Dix Stadium is a stadium in Kent, Ohio. It is primarily used for American football, and is the home field of the Kent State University Golden
Flashes. It lies at the far eastern end of the KSU campus along Summit Street, just east of State Route 261 and is the center piece of what has
become an athletic complex. From 1997-2005, the field hockey team also played its games at the stadium until a new field hockey stadium was
constructed behind Dix Stadium. The KSU Softball, Women's Soccer, Field Hockey, and Indoor Track teams all play their home matches in
facilities around Dix Stadium. The stadium also hosts the occasional high school football game and served as the host of the 2001 NCAA
Division I Field Hockey Championship.

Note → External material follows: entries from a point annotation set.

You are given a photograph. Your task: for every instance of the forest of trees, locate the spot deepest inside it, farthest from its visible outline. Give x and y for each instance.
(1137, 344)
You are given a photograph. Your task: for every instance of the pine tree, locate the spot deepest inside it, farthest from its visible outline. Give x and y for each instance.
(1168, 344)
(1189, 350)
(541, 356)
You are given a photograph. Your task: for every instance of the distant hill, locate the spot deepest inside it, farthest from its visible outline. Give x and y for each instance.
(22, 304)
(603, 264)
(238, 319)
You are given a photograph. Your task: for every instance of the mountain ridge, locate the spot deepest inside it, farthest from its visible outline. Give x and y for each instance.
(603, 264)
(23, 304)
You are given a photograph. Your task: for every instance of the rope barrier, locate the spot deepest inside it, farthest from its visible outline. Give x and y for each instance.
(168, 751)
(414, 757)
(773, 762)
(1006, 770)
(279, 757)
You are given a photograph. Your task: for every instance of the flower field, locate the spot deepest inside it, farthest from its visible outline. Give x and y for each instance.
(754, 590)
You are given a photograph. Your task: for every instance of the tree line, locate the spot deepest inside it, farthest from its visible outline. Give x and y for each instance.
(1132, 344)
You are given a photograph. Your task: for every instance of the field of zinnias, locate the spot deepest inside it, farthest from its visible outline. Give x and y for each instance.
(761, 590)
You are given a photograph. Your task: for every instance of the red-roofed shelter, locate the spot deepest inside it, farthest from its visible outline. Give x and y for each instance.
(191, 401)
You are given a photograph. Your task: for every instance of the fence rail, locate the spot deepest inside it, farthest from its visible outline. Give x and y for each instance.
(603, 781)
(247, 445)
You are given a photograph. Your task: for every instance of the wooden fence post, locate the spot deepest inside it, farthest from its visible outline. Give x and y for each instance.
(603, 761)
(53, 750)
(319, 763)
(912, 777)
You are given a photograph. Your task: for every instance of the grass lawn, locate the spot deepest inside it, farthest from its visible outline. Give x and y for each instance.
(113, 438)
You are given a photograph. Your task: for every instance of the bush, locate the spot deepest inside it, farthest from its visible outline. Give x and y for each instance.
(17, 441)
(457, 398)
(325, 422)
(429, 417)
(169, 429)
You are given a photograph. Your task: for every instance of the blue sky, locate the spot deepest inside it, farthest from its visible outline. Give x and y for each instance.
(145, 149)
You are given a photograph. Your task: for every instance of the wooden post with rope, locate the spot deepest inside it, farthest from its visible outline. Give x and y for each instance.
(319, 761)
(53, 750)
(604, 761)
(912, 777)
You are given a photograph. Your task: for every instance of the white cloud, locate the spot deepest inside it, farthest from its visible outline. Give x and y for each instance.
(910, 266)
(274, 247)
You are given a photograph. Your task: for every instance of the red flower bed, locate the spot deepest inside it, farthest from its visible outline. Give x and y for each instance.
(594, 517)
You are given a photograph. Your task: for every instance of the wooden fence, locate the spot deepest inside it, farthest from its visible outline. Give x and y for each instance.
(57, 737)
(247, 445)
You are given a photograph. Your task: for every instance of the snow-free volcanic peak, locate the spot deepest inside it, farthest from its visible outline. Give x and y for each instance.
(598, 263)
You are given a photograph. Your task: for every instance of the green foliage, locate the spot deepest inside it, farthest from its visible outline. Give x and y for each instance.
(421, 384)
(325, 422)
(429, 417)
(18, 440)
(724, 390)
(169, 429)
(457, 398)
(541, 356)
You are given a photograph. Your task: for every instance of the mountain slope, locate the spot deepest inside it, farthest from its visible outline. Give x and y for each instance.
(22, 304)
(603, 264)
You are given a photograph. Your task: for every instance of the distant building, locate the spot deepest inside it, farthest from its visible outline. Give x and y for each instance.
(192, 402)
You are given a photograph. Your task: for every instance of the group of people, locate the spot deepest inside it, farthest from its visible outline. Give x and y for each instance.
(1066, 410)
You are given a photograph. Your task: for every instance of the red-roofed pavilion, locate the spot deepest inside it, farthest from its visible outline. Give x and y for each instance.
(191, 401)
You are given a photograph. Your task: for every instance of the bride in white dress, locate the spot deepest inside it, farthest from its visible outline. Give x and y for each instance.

It opened on September 13, 1969 with a win against in-state rival Dayton. It was named in honor of Robert
C. Dix, a member of Kent's Board of Trustees for more than three decades.
The 29,287-seat stadium consists of four separate grandstands on each side of the field. The west side is the largest, and the recently rebuilt
east side (student seating) is the smallest. On either side of the east grandstands are spaces for party tents. Permanent lights were added in
1996. Artificial turf was installed in 1997 and replaced in 2005 with the latest version of FieldTurf. The current scoreboard with a 15x17-foot
video display was added in 1998. Prior to the 2002 season, the east side stands, remnants of the original Memorial Stadium, were demolished.

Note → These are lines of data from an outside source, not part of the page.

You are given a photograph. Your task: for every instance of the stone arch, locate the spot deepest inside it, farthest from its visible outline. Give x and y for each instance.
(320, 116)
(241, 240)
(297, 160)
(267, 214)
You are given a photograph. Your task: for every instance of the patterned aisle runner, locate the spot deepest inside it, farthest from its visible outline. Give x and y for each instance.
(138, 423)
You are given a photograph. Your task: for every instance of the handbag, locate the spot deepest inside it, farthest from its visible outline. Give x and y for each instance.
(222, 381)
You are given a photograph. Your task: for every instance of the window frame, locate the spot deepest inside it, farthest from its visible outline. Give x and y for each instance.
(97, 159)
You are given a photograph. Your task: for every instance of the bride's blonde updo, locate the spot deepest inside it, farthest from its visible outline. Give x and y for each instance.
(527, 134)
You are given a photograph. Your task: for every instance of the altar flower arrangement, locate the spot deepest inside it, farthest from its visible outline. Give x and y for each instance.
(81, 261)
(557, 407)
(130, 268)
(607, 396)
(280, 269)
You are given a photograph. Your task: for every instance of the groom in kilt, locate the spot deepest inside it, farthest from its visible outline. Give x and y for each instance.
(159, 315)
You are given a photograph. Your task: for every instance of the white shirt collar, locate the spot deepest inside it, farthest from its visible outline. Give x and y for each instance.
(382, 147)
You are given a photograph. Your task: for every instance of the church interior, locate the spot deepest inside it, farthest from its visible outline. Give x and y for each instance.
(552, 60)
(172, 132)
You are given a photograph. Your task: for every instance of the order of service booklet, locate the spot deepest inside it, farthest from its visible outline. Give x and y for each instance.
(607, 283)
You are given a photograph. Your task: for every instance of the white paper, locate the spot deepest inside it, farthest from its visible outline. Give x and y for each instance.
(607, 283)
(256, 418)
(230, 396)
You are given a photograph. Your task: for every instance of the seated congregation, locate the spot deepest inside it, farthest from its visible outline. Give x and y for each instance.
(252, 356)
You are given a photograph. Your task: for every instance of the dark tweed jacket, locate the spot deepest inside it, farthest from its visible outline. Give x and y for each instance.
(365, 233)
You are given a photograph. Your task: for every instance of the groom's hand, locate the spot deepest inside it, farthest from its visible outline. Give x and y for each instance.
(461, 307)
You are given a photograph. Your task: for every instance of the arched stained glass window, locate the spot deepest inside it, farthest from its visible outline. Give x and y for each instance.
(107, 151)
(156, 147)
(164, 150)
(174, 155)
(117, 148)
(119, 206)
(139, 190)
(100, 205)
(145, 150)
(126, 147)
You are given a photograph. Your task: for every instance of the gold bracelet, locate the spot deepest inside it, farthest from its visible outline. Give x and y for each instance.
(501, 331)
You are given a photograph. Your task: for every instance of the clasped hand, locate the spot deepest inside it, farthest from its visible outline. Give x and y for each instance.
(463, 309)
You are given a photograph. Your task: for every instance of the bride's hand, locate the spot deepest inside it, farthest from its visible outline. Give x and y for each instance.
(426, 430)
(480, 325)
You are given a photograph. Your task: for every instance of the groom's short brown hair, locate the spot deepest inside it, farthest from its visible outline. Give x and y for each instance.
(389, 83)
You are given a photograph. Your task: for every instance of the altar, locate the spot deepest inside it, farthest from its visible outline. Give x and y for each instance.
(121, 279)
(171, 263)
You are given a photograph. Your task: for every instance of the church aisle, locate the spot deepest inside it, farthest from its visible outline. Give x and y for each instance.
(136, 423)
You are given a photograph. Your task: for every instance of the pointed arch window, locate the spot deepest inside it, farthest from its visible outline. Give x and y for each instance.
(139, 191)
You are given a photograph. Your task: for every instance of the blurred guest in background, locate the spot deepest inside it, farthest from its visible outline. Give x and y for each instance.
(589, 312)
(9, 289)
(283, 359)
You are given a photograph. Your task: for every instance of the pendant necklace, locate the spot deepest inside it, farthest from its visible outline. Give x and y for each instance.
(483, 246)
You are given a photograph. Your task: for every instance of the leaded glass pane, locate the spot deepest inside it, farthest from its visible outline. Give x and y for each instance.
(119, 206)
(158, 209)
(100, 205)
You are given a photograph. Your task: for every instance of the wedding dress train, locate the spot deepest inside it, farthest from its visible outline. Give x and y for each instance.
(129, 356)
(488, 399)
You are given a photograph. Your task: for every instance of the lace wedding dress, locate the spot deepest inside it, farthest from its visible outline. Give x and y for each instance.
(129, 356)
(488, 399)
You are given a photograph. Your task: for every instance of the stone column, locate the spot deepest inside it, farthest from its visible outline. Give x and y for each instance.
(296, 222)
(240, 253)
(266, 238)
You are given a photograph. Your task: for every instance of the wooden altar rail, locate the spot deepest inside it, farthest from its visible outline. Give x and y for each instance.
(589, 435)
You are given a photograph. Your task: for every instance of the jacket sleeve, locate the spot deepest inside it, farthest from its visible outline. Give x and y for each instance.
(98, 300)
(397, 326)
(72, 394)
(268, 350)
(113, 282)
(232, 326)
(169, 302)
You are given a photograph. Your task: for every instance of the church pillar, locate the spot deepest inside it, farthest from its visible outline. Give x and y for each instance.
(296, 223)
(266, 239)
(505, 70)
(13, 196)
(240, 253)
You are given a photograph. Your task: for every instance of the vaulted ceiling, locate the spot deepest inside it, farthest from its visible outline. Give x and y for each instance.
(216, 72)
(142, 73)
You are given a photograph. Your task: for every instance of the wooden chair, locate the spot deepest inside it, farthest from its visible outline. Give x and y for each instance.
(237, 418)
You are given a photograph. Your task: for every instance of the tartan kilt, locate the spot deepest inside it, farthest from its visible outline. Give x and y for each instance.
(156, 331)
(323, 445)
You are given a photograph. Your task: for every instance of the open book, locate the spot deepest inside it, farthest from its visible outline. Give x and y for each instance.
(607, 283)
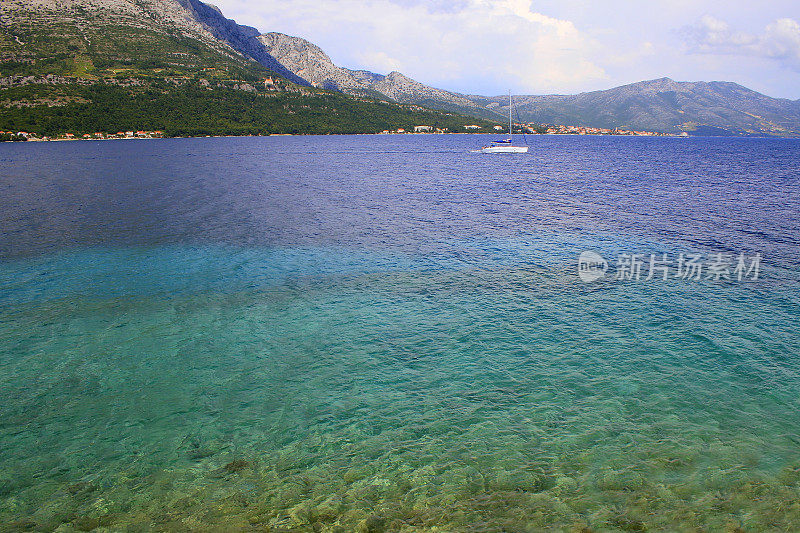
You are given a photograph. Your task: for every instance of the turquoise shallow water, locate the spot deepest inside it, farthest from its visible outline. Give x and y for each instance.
(414, 379)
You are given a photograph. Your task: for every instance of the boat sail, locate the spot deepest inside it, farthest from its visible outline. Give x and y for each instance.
(505, 146)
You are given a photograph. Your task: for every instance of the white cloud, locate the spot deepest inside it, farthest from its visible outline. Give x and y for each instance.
(780, 40)
(472, 44)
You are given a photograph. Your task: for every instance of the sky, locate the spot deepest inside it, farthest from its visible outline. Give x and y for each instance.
(547, 47)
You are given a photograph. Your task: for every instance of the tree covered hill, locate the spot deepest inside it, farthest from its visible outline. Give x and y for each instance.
(85, 66)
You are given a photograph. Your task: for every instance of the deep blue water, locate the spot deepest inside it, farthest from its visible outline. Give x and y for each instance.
(389, 333)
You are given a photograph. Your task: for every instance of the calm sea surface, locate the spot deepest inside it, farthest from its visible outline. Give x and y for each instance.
(389, 333)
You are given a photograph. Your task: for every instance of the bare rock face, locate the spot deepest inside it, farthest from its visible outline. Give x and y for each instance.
(709, 108)
(243, 39)
(311, 63)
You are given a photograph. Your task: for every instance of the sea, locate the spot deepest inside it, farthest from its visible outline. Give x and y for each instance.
(393, 333)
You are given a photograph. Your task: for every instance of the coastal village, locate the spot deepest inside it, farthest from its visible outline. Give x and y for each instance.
(531, 129)
(528, 128)
(538, 129)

The current east side bleachers were constructed after the 2002 season and were completed in time for the 2003 season opener. The new
configuration slightly altered the stadium's seating capacity reducing it from 30,520 to the current 29,287.
In June 2007, the university began phase one of a two-to-four year project of renovations and upgrades to Dix Stadium. Phase one includes
painting the north end zone bleachers gold as well as upgrades to the press box and a permanent canopy over the camera areas. New and
improved entryways to the west stands are also being constructed along with a new road to the neighboring field house. Other future plans
include replacing the fencing around the stadium with a brick and wrought iron fence by 2008 as well as removal of the south end zone seating.
In the south end zone, plans call for the seating to be replaced with a grassy hill with a new archway and scoreboard (similar to the setup at
Miami University's Yager Stadium) as well as a message board facing Summit Street. Phase one is expected to be completed by the beginning of
the 2007 home football season in September.